Two clones, each representing an RFLP pattern, were selected, and the sequence of the inserts was determined as described above. Comparison of the gene sequences with the NCBI database using a Blastn search showed that sequences from clones 1 and 2 (profile 1) (510 and 641 nucleotides, respectively) had a high level (98%) of similarity to the nirS gene from T. mechernichensis. The sequences from clones 6 and 8 (510 and 892 nucleotides, respectively) (profile 3) had homologies to the nirS gene sequences from strain D7-6 (suggested to be Pseudomonas stutzeri by 16S rRNA gene sequencing) (87% homology), from Alcaligenes faecalis strain A15 (87%), and also from other Thauera nirS genes (Thauera selenatis strain AXT [86%] and Thauera chlorobenzoica strain 4FB1 [86%]). As was reported by Song and Ward in 2003 (12), Thauera NirS sequences were phylogenetically positioned in two different clades. All the species of Thauera with the exception of Thauera mechernichensis were positioned in the same branch (clade 1) with Pseudomonas stutzeri, Alcaligenes faecalis, Azoarcus evansii, and Azoarcus toluvorans. T. mechernichensis NirS sequences were positioned, regardless of their taxonomies, in another branch (clade 2) with Azoarcus tolulyticus and were distantly related to the NirS sequences from Pseudomonas fluorescens and Pseudomonas aeruginosa.

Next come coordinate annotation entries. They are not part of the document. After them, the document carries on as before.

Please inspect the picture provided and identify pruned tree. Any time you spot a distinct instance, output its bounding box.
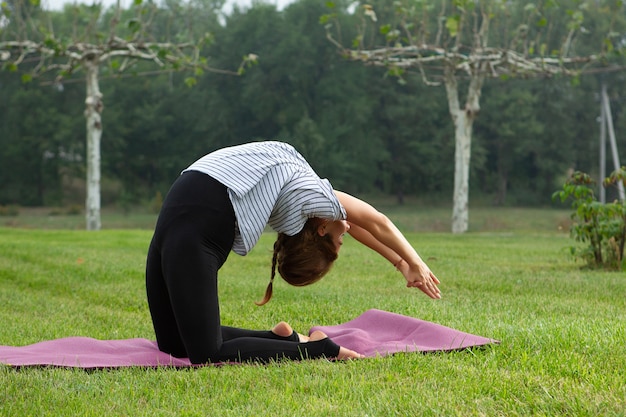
[321,0,626,233]
[0,0,256,230]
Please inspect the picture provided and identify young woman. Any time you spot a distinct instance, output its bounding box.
[146,142,440,364]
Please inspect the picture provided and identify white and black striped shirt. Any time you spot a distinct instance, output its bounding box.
[183,141,346,255]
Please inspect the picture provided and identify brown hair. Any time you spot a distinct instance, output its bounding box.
[256,218,337,306]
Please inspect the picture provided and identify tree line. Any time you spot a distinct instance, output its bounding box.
[0,0,626,206]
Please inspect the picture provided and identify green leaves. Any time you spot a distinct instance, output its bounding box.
[446,15,461,37]
[552,167,626,271]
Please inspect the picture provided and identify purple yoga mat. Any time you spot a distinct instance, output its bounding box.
[311,310,500,358]
[0,310,499,369]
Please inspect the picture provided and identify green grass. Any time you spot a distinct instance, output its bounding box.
[0,209,626,417]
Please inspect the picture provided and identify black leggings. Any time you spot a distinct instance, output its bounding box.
[146,171,339,364]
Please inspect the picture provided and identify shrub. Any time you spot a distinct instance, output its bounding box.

Phylogenetic analysis was performed using 180 amino acid positions from strain 28 NirS and the two NirS sequences from strain 27 (clone 2 and clone 8) after alignment to the most related sequences using Clustal W. Analysis was done with the Phylip 3.5 software package (7) using a Dayhoff PAM matrix (4) and neighbor-joining methods (10). Seqboot was used to obtain the confidence level in 100 data sets (Fig. 2). The strain 27 clone 2 NirS sequence was closely related to the strain 28 NirS sequence, and both were positioned in the same clade as the T. mechernichensis NirS sequence was. The clone 8 NirS sequence was positioned in a separate clade with NirS sequences from other Thauera species as well as from Pseudomonas, Azoarcus, and Alcaligenes strains (Fig. 2). Similar results were obtained from nirS PCR product cloning and RFLP analysis from strain 39, isolated 8 months later from the other reactor, showing that the same two nirS genes were present in strains 27 and 39.
FIG. 2.
Phylogenetic tree of NirS sequences on the basis of 180 amino acids showing the NirS positions of strain 28 and those of two clones from strain 27 (clone 2 and clone 8) and the most related NirS sequences. The two clades referred to in the text (clade 1 [I] and clade 2 [II]) are indicated to the right of the figure. The scale bar represents 10 amino acid differences in 100. Bootstrap values higher than 50% are presented next to the nodes.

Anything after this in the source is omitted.